Olivia Wilde’s directorial debut, “Booksmart,” hits theaters this week, and it defies the conventions of teen comedy. Kaitlyn Dever and Beanie Feldstein star as high school best friends Amy and Molly, who have spent their teenage years prepping to get in to Ivy League colleges. On the last day of high school, the girls realize that their hard-partying classmates are all Ivy-bound, too — and they figure it’s time to let loose.

“I feel like in a lot of films, they wouldn’t allow space for two of these characters to exist, let alone be the center of the film,” Feldstein told The Post.

The script is credited to four women: Writing partners Emily Halpern and Sarah Haskins had written a version of it a decade ago, which was reworked by Susanna Fogel and then overhauled by Katie Silberman.

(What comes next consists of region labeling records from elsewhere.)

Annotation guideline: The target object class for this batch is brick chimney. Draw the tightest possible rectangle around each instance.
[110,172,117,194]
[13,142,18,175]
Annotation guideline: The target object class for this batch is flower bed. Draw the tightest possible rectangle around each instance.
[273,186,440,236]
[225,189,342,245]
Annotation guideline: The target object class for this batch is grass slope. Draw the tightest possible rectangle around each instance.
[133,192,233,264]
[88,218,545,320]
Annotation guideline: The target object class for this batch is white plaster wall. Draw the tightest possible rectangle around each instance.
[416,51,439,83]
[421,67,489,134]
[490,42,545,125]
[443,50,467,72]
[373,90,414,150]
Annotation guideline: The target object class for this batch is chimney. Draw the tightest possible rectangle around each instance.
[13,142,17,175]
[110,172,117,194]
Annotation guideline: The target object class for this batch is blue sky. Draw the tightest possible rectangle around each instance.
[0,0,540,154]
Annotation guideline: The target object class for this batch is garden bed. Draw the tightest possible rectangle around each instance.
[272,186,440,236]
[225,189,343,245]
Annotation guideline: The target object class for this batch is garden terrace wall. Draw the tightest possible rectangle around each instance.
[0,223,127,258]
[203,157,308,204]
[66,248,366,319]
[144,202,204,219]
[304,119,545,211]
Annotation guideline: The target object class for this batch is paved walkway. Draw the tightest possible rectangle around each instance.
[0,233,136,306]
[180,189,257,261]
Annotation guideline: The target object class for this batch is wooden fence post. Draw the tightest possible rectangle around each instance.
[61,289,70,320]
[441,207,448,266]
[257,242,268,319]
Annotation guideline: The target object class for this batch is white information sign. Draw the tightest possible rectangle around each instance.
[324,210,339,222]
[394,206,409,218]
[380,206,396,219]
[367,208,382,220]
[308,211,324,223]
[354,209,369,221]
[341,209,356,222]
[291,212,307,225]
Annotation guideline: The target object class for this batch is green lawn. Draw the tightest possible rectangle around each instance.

Ultimately, the two don’t stereotypically transform from nerdy high schoolers to popular girls; instead, the movie centers on their friendship dynamic.

“In a lot of ways, it felt like the industry needed to catch up to a story about young, smart women who were multidimensional,” Silberman told The Post. “Now that it’s ‘okay’ for women to be smart, it’s something that everyone feels comfortable with, what else are they?”

Seea one-piece swimsuit

I have been on the hunt for a one-piece bathing suit, and I finally found one I love. My main criteria for bathing suits is that they cover enough of me that I am comfortable wearing them around my mother. This one makes the cut. It comes in a bunch of bright colors and bold patterns: a perfect purchase to kick off summer.